The itm bar was actually the narrowest, and i find myself missing it now that i'm on the ritchey. I felt like a sail this year in most flat crits. Since the bar was the only thing that changed in my set-up, i think that extra width of the ritchey bar had something to do with it. I think i'll go back to either a 43 or 44 o-t-o bar or a 40 cm c-t-c for this season. My reasoning for the wider bar was that it was better to climb on, but i think the narrower bars even were better for that.

bar choice has quite a few variables. 
1) the bar measurement: center to center or outside to outside. typically the conversion is that a center to center bar + 2 cm = an equally wide outside to outside, however the euro manufacturers seem to be narrower all around than americans. hence, my itm 44 outside is slightly narrower than the 42 cm ritchey.

2) bar shape: some bars offer more "effective" room, especially on the tops, based on the curve of the bar from the top to the drop. for example, the ritchey offers a nearly square (90degree bend) from the top to the beginning of the drop when viewed from above. others offer a more rounded transistion. this matters because it will affect how wide the bar is when your hands are on the hoods.
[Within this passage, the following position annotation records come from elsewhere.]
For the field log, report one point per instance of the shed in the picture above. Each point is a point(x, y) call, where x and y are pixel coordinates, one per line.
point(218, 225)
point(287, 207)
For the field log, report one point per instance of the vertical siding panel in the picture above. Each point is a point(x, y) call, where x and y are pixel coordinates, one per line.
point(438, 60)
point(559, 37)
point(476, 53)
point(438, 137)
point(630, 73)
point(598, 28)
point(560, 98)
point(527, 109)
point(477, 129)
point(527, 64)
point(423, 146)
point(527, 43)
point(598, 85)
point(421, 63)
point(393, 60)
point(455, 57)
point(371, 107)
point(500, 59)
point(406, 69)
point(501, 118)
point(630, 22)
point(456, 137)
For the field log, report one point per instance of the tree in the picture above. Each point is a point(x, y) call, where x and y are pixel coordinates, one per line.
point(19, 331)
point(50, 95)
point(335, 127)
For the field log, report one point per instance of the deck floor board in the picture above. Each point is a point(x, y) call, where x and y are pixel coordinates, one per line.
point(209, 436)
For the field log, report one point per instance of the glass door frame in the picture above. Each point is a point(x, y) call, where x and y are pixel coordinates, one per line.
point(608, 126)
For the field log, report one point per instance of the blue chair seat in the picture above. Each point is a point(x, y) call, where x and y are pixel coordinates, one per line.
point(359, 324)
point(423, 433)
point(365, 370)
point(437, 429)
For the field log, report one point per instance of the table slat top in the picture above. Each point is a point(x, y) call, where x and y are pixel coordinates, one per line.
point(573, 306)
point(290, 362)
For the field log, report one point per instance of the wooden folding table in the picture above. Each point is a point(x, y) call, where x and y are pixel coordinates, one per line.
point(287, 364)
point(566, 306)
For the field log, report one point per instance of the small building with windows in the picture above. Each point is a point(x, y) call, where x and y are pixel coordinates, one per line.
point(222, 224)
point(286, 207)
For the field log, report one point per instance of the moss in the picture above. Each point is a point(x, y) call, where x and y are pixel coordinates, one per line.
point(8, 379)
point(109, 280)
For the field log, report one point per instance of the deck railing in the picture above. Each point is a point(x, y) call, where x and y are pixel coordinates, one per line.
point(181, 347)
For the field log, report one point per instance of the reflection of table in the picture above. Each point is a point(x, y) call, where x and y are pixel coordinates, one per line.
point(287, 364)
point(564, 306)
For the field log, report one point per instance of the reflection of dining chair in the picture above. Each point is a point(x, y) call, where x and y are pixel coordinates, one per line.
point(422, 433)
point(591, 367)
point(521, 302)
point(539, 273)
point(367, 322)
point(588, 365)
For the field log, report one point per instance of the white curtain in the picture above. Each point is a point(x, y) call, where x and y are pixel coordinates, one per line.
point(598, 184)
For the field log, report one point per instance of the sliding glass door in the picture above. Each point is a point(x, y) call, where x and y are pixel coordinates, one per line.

3) over all body position. i've found that if you run your cockpit fairly long, you can get away with a narrower bar than if you have a more upright position. same goes for the "deepness" of the drops (deeper drops have the same effect as running a longer stem, all other things equal).

hope that helps a little...personally, i'd say it's one of those things you just have to figure out with trial and error. Since i like to replace my bar/stem every year for peace of mind, if i make a mistake with sizing, it doesn't last too long.


----------